Go to commentsTruskawkowe Pola na Zawsze pod Psem cz. I
Text 3 of 6 from volume: Onirycznie
Author
Genreprose poetry
Formprose
Date added2022-05-30
Linguistic correctness
- no ratings -
Text quality
- no ratings -
Views563

Truskawkowe Pola Na Zawsze

pod Psem


https://www.youtube.com/watch?v=HtUH9z_Oey8


Rzeka przelewała się jak to rzeka nurtem zmiennym, raz wartkim, raz leniwym, niczym...Och! Leniwe pierogi. Zgłodniałem. Sitowie muskało laminatowe, smukłe burty, bądź spoglądało z oddali oczami łypiącymi ze łba czapli, na długiej szyi dla dekoracji, albo zwiększenia zasięgu obserwacji. W oddali przemykał bór, meandrując wraz z rzeką. Za mną siedział niewydarzony, krępy balast. Nie będę nazywał po imieniu. Ja zaś, co chwila spoglądałem w stronę kajaka płomiennowłosej i piegowatej Oleńki, Aleksandry, Oli, oraz jej wnerwiającego przydupasa, Zbycha. Nie będę nazywał po imieniu. I tak siedziałem, robiłem wiosłem leniwie (znowuż te pierogi) i milczałem, milczałem, milczałem. A gdy się milczy, milczy, milczy, to apetyt rośnie wilczy na poezję... W jednej chwili uświadomiłem sobie, że mój głód wcale nie jest tak do końca fizyczny i choć wynika skądeś z trzewi, to jednak bardziej z innych okolic niż z żołądka. Wskazałbym na serce, ale to nie ono mnie właśnie uwierało. Więc może jednak fizyczny. Zagapiłem się, bo nurt tak sobie pluszczał, pluszczył, a nawet pluskał srebrną rybką, przecinającą powierzchnię. Zagapiłem się. Ale, to chyba nie tylko ja.

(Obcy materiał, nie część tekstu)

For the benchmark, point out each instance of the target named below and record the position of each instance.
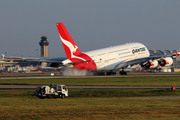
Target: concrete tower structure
(44, 46)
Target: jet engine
(150, 64)
(168, 61)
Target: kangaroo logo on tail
(78, 59)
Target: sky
(93, 24)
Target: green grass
(124, 81)
(85, 104)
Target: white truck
(51, 91)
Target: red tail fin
(69, 45)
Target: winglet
(176, 54)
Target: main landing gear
(123, 72)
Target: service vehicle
(51, 91)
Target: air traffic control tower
(44, 46)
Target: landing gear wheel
(122, 73)
(63, 96)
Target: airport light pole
(37, 52)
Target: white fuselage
(113, 57)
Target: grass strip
(95, 104)
(122, 81)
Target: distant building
(44, 46)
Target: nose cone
(67, 63)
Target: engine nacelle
(168, 61)
(151, 64)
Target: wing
(143, 61)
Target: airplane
(111, 59)
(4, 69)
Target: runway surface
(89, 87)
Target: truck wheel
(60, 95)
(63, 96)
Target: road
(89, 87)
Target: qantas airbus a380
(111, 59)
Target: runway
(89, 87)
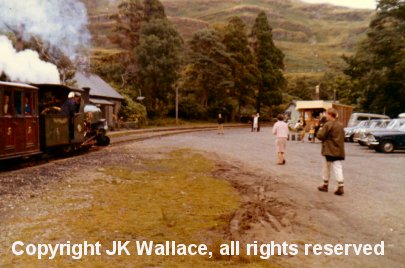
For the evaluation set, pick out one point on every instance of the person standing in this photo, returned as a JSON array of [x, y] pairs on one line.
[[220, 124], [280, 130], [256, 124], [333, 149]]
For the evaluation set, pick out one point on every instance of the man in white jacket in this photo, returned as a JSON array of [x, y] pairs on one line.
[[281, 131]]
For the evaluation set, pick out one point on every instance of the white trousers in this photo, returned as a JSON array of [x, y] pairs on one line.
[[334, 168]]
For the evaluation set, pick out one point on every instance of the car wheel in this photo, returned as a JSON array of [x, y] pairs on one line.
[[387, 147]]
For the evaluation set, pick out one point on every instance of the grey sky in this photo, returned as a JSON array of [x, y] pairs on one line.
[[371, 4]]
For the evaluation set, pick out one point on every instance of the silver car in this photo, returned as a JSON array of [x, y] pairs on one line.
[[360, 133]]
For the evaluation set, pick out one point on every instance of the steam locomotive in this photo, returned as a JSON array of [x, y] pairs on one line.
[[42, 118]]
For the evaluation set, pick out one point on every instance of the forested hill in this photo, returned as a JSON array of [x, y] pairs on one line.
[[313, 36]]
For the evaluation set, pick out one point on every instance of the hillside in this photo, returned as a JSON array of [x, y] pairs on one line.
[[313, 36]]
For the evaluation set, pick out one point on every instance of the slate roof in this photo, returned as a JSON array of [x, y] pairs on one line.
[[98, 87]]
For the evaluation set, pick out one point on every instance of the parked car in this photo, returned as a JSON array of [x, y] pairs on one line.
[[356, 118], [349, 131], [388, 141], [360, 133]]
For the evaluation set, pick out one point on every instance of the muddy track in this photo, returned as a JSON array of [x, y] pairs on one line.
[[116, 139]]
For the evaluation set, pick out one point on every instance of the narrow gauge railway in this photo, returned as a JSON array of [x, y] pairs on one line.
[[47, 119]]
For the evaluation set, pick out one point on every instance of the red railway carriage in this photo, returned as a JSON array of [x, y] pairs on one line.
[[19, 120], [43, 118]]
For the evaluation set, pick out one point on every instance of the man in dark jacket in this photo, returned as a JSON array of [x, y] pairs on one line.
[[333, 149]]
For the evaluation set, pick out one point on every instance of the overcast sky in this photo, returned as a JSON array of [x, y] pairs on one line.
[[371, 4]]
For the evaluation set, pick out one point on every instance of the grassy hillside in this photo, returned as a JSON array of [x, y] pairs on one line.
[[313, 36]]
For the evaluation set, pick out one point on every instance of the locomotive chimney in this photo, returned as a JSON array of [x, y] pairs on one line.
[[86, 95]]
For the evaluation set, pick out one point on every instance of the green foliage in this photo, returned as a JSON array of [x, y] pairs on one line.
[[270, 62], [158, 60], [190, 109], [377, 68], [244, 72], [207, 75], [133, 111]]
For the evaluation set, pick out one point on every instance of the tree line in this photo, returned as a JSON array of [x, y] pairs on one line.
[[227, 69]]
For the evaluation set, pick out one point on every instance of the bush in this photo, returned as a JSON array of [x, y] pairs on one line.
[[133, 111], [191, 110]]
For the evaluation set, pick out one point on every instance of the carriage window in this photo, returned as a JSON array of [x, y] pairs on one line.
[[27, 103], [6, 103], [17, 102]]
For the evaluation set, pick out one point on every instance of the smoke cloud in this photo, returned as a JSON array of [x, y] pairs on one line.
[[61, 23], [25, 66]]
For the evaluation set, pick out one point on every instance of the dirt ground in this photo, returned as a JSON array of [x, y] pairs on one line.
[[276, 203]]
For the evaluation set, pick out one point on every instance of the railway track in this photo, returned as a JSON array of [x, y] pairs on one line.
[[117, 138]]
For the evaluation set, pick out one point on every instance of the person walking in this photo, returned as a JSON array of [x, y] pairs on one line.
[[220, 125], [333, 149], [280, 130]]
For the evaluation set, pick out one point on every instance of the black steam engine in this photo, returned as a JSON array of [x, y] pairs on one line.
[[41, 118]]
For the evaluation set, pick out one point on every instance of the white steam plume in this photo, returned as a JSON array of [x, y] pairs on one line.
[[25, 66], [61, 23]]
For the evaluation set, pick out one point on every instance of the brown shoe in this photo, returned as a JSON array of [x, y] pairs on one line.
[[323, 188], [339, 191]]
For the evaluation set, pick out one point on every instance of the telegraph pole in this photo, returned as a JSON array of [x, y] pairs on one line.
[[177, 105]]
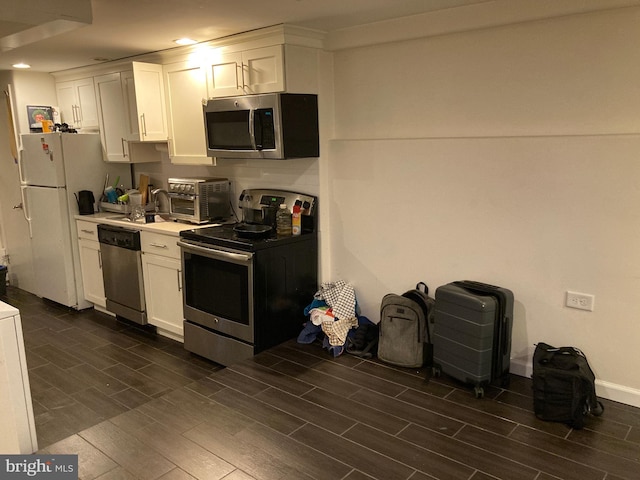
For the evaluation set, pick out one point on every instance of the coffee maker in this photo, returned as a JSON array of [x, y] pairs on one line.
[[85, 201]]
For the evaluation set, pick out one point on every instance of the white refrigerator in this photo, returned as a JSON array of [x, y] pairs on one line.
[[53, 168]]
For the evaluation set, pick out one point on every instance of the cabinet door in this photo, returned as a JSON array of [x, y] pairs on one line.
[[77, 103], [163, 292], [112, 115], [146, 97], [66, 93], [87, 104], [91, 266], [263, 70], [224, 75], [186, 87]]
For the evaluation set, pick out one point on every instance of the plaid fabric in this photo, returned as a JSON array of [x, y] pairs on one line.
[[337, 331], [340, 296]]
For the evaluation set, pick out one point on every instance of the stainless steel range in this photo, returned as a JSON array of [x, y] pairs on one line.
[[245, 289]]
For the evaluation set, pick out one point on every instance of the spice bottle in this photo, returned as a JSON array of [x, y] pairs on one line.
[[296, 221], [283, 220]]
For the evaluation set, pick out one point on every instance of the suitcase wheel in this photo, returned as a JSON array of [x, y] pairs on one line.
[[479, 391]]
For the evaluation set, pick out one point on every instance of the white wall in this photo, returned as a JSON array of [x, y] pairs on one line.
[[507, 155]]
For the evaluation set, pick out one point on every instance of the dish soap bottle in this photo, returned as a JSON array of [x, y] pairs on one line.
[[296, 221], [283, 221]]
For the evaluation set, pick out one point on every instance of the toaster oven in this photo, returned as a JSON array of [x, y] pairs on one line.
[[199, 200]]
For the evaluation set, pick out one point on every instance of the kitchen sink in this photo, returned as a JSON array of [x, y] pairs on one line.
[[159, 217]]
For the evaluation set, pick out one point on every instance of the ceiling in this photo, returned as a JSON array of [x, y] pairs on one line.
[[52, 35], [56, 35]]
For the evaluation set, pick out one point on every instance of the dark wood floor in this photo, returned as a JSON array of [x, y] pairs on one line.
[[135, 405]]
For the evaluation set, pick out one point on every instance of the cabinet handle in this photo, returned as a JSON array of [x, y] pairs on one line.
[[143, 124]]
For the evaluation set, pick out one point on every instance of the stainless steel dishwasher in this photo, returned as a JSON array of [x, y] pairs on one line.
[[121, 254]]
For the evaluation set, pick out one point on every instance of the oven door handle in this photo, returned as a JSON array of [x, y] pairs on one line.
[[217, 254]]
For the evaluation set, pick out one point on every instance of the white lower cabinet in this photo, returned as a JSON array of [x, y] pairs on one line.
[[162, 273], [91, 263]]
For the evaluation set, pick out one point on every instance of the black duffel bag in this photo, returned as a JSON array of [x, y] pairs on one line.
[[563, 386]]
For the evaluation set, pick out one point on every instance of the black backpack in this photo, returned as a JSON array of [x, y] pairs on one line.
[[563, 386], [404, 328]]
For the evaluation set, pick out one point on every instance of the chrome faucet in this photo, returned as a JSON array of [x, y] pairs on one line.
[[154, 197]]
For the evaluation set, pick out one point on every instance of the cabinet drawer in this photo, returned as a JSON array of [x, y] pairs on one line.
[[87, 230], [159, 244]]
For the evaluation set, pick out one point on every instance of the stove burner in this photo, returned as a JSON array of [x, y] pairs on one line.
[[226, 236]]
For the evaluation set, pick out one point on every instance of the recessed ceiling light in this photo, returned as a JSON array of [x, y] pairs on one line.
[[184, 41]]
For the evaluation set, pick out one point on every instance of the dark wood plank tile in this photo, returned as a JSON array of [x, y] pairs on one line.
[[302, 358], [92, 357], [205, 386], [306, 410], [508, 412], [532, 456], [57, 357], [129, 452], [316, 378], [178, 474], [62, 379], [91, 462], [131, 398], [411, 413], [349, 455], [400, 376], [123, 356], [183, 452], [246, 456], [165, 376], [451, 448], [171, 362], [137, 380], [450, 409], [602, 455], [271, 377], [259, 411], [92, 377], [356, 411], [239, 382], [100, 403], [360, 378], [411, 454]]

- Cholera, pierogi! Tfu! Progi!!!

Zawirowało dośrodkowo, ustawiając kajak burtą do niewielkiej katarakty. U Oleńki i jej przydupasa, Zbycha, nie będę nazywał po imieniu, sytuacja miała się podobnie. Fajt, fajt, plum, plum i dwa kajaczne, pokraczne kapotaże. Zdążyłem jeszcze pomyśleć głupio, że na tamtej łodzi sprzęty i ubrania są pieczołowicie upakowane w hermetycznej, plastykowej beczce, staraniem przydupasa, Zbycha. Nie będę nazywał po imieniu. A ja cóż? Plecak w foliowym worku.

Wynurzyłem się, parskając bez otrząsania. Z niewydarzoną pomocą krępego balastu odwróciłem kajak, bo płytko było. A potem stałem wmurowany stopami w dno, po kolana w opływającej wodzie.

Zastygam, wpatrując się w osłonecznioną i rozognioną sylwetkę. Wyprostowana, poddana lekko do przodu. Posąg sylfidy, rusałki jakiej. W białym gieźle lekko rozpiętym, przezroczystym teraz, jak na paradzie mokrego podkoszulka. I już nie w utajeniu kwitnące te dwie, unoszone gorąco, unisono dyszące... A jakby tego jeszcze było mało, za nią tęcza z rozbryzgów kipieli schwytanych w słoneczne zajączki. Magia, cholera. No i deser przed obiadem. Warto było się zamoczyć.

- Warto byłoby zamoczyć...

Płyniemy dalej, już widać ujście do jeziora. A ja zaczynam myśleć o magii. Wczoraj. Na ryneczku jednej z mijanych miejscowości. Fałszywa, farbowana cyganka.

- Daj rękę, panie, powróżę, powróżę. - Gwałtownie cofam dłoń, za którą mnie chwyta. - Tanio powróżę, panie.

Po kilku krokach znów podbiega do mnie.

- Za darmo powróżę. To los przemawia przeze mnie.

Nie wierzę w takie bzdety, ale jak za darmo, to mogę się zabawić, wysłuchując paru mętnych przepowiedni. Nie spogląda mi nawet w oczy, unika wzroku, tylko patrzy w kurczowo ściskaną dłoń.

- Jesteś jak nocny motyl, panie, jak ćma, która zmierza ku płomieniom. Owoce odmienią twój los. Na zawsze. Odrzucisz miłość niemego stworzenia i wpadniesz w objęcia ognia. Jeszcze możesz to zmienić. Odstąp, panie.

Wyrywam się i udaję na przystań.

Na jeziorze musieliśmy się trochę pogimnastykować z wiosłami, bo pod wiatr, chłodzący twarz, marszczący gładź skórzastymi refleksami. W końcu, trawiastą plażą nadpływa brzeg, odsłaniając żółty, brudnawy piasek w niewielkiej zatoczce, ku której zmierzamy. Tu rozbijemy obóz. Na dwa dni najwyżej, nie dłużej.

Dogasające ognisko. Wokół poustawiane byle jak namioty, a poza kręgiem, coraz słabszej poświaty żaru, ćma. Zalegający mrok. Las zagarniający nas podkową cieni. Żywych i ospale ruchomych, coś gaworzących po ichniemu.

Jaki tam las? Ścieżką, przesieką można go przejść w dziesięć minut, wychodząc na drogę prowadzącą do wsi. Ale kto by tam chodził po nocy? A jednak wtapiam się w czerń, jakby kryła się w niej jakaś tajemnica niezgłębiona.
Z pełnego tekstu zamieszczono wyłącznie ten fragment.